Unease is spreading across the financial world as concerns about the stability of Silicon Valley Bank prompt prominent venture capitalists including Peter Thiel’s Founders Fund to advise startups to withdraw their money.
The turmoil followed a surprise announcement from Santa Clara, California-based SVB that it was issuing $2.25 billion of shares to bolster its capital position after a significant loss on its investment portfolio. The stock plunged 63% in premarket trading in New York on Friday before trading in the bank’s parent was halted with news pending. They declined 60% the day before. Its bonds posted record declines, igniting a broad selloff in bank shares around the world.
In the US, Thursday was the worst day for the KBW Bank Index since June 2020, as its members shed more than $90 billion of value. The biggest banks in Europe lost more than $40 billion from their market capitalizations on Friday.
Founders Fund asked its portfolio companies to move their money out of SVB, according to a person familiar with the matter who asked not to be identified discussing private information. Coatue Management, Union Square Ventures and Founder Collective also advised startups to pull cash, people with knowledge of the matter said. Canaan, another major VC firm, told firms it invested in to remove funds on an as-needed basis, according to another person.
CEO asks to ‘stay calm’
SVB Financial Group Chief Executive Officer Greg Becker held a conference call on Thursday advising clients of SVB-owned Silicon Valley Bank to “stay calm” amid concern about the bank’s financial position, according to a person familiar with the matter.
Becker held the roughly 10-minute call with investors at about 11:30 a.m. San Francisco time. He asked the bank’s clients, including venture capital investors, to support the bank the way it has supported its customers over the past 40 years, the person said.
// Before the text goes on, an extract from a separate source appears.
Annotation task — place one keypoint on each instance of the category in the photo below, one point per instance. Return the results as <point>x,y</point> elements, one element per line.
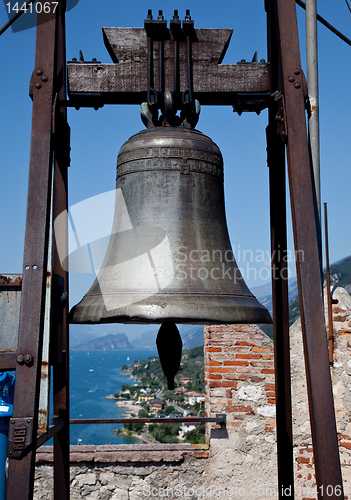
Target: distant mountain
<point>110,342</point>
<point>340,274</point>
Representatives for Founders Fund, Coatue and Union Square Ventures declined to comment. Representatives for Silicon Valley Bank, Canaan and Founder Collective didn’t immediately respond to requests for comment.
In its note to companies, Founder Collective said: “Over the long term, we don’t believe that deposits are likely at risk, but the shorter term is hard to predict.”
Garry Tan, the president and CEO of Y Combinator, warned its network of startups that solvency risk is real and implied they should consider limiting their exposure to the lender.
“Anytime you hear problems of solvency in any bank, and it can be deemed credible, you should take it seriously and prioritize the interests of your startup by not exposing yourself ,” Tan wrote in a post viewed by Bloomberg News.
A representative for Y Combinator declined to comment.
Another firm, Activant Capital, sent emails and texts to its portfolio company CEOs encouraging them to transfer their SVB balances to other lenders, and is helping some move capital to First Republic Bank, CEO Steve Sarracino said.
In an email Thursday morning signed by Mark Lau, head of Silicon Valley Bank’s venture practice, SVB said it had heard from many of its clients over the past 24 hours regarding questions about the company’s 8-K filing on Wednesday.
“This is a classic bank run, and when the bank run starts you don’t want to be the last guy there,” Ava Labs President John Wu said in an interview with Bloomberg Television. Wu said that his company had “already diversified” away from its reliance on Silicon Valley Bank.
A startup CEO who asked not to be identified said that his firm tried unsuccessfully throughout Thursday to withdraw millions of dollars from Silicon Valley Bank. Several other clients of the bank told Bloomberg that they were able to take out cash on Thursday without significant issues, though at one point during the day one of them couldn’t access the SVB website.
Some VCs said they were standing by the bank. “It is truly unfortunate that several GPs and companies are making a tough situation for SVB worse by pressing the panic button,” said G Squared founder Larry Aschebrook. “SVB has supported entrepreneurs and GPs at all stages of their businesses and that partnership should run both ways.”
One prominent investor, Mark Suster, warned companies against overreacting to news about the bank. “I believe their CEO when he says they are solvent,” Suster wrote.
Eileen Burbidge, founding partner at London-based Passion Capital, said she had been fielding calls from panicked founders and that it was a reminder for startups to implement a “good treasury policy,” with accounts at multiple banks. Shifting money out of SVB is, she said, “a very low-cost way to diversify against that risk.”
An email thread of more than 1,000 founders from Andreessen Horowitz was abuzz with the news on Thursday, with many encouraging each other to pull cash from the bank. At one point on the thread, General Partner David George weighed in. “Hi all,” he wrote in a post reviewed by Bloomberg. “We know you have questions about how to handle the SVB situation. We encourage you to pick up the phone and call your GP.”
Dan Scheinman, an investor who has backed companies including Zoom Video Communications Inc., said he fielded calls on Thursday from two early-stage companies in his portfolio about SVB.
“What do we know about banks you would switch to? Are they in better or worse shape?” he said he advised. “It is a pain to switch, but it is more of a pain if the bank fails.”